The normal solution is then to add a predicate to the above line
WHEN MATCHED THEN so that this line will be replaced by something like:
WHEN MATCHED AND (src.Firstname <> tgt.Firstname OR src.Lastname <> tgt.Lastname) THEN
(Of course, all the other fields should also be mentioned here).
(In SQL, the symbol
<> means "not equal to", similar to
!= in other languages).
But this gets even more tricky when some of the columns support NULL values.
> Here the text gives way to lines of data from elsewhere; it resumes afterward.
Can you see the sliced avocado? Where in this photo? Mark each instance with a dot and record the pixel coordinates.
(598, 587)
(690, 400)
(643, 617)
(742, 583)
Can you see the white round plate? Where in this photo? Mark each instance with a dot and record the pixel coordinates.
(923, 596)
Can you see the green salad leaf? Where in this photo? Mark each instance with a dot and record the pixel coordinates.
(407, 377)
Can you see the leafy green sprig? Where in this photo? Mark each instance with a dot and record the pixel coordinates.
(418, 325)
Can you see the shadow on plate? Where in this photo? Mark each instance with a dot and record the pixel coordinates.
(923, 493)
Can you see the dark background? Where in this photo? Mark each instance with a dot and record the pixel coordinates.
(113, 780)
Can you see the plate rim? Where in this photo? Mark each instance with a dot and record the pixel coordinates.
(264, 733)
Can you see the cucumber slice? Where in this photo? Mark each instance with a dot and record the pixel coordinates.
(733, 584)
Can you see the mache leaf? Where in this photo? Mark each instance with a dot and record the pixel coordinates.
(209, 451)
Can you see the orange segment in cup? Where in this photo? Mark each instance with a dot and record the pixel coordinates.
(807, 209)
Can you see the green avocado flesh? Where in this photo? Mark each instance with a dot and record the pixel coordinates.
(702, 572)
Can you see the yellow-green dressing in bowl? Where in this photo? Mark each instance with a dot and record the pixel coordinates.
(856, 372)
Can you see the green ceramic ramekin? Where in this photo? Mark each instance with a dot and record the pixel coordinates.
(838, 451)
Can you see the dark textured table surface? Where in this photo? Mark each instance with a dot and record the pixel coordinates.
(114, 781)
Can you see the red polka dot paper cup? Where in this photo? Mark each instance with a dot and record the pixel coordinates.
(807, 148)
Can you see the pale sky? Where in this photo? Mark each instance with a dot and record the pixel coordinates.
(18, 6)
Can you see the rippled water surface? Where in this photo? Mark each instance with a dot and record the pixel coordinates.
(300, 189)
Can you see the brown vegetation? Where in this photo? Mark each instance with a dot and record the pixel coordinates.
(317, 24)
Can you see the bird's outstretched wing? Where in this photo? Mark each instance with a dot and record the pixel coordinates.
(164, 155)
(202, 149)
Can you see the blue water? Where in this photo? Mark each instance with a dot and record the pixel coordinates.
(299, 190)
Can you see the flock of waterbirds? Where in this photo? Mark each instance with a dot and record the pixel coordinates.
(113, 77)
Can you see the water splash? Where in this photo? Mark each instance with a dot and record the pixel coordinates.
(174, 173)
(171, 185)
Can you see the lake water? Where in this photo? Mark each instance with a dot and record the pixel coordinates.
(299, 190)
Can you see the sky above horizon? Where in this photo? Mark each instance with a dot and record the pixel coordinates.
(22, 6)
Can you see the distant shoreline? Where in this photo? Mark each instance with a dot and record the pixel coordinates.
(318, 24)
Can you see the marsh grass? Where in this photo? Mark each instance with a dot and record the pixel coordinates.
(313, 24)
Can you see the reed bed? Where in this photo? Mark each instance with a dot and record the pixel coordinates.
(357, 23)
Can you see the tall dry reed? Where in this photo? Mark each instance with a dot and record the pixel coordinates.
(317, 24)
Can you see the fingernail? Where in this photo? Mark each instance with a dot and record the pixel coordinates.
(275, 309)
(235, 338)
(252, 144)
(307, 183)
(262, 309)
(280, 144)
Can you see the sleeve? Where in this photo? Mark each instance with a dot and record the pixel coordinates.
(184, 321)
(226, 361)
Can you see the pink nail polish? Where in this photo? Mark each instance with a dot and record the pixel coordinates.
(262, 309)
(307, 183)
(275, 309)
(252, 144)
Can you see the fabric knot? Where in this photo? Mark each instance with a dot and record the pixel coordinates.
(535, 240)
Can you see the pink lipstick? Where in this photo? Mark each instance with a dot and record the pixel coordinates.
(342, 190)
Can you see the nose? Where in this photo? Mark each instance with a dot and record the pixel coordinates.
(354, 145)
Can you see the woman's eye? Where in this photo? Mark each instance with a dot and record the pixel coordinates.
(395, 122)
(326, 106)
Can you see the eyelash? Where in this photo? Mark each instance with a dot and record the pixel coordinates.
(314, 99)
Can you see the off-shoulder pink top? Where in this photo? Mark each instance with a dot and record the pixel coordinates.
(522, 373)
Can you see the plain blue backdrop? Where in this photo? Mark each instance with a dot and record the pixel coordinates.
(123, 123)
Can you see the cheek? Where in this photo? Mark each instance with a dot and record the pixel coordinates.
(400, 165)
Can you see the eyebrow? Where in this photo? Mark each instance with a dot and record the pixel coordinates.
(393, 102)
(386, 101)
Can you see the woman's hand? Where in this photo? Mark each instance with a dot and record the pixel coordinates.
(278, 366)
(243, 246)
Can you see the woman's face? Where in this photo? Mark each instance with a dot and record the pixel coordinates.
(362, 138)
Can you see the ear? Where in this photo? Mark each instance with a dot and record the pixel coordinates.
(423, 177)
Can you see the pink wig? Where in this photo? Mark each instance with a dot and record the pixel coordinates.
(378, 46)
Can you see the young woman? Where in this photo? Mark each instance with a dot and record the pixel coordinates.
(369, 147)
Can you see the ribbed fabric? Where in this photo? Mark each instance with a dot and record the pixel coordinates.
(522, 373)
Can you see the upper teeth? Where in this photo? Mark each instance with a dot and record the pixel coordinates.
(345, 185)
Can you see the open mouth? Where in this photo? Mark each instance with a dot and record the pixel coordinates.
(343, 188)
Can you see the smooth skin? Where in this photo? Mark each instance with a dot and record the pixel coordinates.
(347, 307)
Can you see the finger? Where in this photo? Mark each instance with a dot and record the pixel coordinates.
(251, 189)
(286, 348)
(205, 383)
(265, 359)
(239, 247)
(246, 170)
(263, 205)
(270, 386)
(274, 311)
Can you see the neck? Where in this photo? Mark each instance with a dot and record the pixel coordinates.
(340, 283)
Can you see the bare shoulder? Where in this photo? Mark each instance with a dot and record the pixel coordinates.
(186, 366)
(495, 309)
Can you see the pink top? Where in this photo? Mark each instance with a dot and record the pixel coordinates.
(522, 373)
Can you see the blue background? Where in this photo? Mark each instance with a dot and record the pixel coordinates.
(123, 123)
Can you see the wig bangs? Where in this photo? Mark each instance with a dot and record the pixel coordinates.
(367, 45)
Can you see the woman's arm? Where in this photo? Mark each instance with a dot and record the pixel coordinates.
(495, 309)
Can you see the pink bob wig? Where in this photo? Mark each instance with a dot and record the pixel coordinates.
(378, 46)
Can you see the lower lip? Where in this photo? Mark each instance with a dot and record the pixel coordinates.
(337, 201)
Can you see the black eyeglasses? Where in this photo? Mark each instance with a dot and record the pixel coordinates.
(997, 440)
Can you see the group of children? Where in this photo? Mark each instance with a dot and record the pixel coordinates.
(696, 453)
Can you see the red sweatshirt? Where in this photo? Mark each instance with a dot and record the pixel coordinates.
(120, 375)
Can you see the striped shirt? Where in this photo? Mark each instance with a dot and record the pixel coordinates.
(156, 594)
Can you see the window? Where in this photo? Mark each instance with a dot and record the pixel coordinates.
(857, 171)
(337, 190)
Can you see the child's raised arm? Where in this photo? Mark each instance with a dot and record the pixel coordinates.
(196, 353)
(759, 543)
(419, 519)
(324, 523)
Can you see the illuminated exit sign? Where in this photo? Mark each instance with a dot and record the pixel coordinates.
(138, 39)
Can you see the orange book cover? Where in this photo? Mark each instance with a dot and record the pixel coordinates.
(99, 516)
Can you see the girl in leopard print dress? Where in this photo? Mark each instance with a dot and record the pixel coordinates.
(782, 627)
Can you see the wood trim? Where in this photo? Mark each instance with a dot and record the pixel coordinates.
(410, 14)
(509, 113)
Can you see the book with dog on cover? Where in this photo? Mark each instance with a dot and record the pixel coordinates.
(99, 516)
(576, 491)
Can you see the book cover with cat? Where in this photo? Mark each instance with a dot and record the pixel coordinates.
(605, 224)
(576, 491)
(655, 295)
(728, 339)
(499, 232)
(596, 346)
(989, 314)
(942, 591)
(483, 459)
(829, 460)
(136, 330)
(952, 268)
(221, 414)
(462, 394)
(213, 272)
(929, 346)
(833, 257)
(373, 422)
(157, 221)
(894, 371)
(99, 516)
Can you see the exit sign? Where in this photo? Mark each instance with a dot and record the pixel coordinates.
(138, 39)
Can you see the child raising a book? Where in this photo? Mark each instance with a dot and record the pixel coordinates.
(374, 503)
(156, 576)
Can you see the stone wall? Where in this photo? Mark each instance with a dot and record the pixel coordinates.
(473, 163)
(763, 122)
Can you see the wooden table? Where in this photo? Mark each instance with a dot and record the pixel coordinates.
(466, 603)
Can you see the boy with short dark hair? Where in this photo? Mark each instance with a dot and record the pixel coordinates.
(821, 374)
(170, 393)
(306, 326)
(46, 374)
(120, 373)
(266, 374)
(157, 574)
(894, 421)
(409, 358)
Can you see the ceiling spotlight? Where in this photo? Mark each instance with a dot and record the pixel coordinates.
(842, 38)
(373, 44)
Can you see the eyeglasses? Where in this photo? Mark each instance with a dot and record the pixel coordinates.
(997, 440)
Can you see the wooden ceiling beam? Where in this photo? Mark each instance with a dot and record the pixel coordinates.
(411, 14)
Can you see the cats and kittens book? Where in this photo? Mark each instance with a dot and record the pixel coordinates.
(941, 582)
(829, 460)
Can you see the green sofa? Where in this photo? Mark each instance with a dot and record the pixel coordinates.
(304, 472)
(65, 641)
Suppose for example that the Firstname and Lastname columns support NULL. Then the line will look like this:
WHEN MATCHED AND (src.Firstname <> tgt.Firstname OR src.Firstname IS NULL AND tgt.Firstname IS NOT NULL OR src.Firstname IS NOT NULL AND tgt.Firstname IS NULL OR src.Lastname <> tgt.Lastname OR src.Lastname IS NULL AND tgt.Lastname IS NOT NULL OR src.Lastname IS NOT NULL AND tgt.Lastname IS NULL) THEN
Imagine how this will look if the table has 20 more columns in addition to Firstname and Lastname!
Fortunately there is a much cleaner way of doing this using distinctness based comparison, taking advantage of the set operator
EXCEPT. The line can simply be written like this:
WHEN MATCHED AND EXISTS (SELECT src.* EXCEPT SELECT tgt.*) THEN
This says "take all the rows from the source table except those that precisely match any rows in the target table, and if any rows are left then perform an update of those rows", and it also handles NULL values without problems.
If the structures (i.e. column order and data types) of the source and target tables do not match perfectly then this method can still be used by defining a view on top of the source table and then using that view instead of the source table in the MERGE statement.
Besides the occasional usage of the
UNION operator, the set operators are generally not much used in SQL. In this article I have argued that there are other ways of benefitting from the set operators. I have done so by demonstrating how to perform distinctness based comparison, in the contexts of searching, joining and merging. Have a go at trying this out for yourself. And maybe you can come up with even more ways to make good use of the powerful set operators.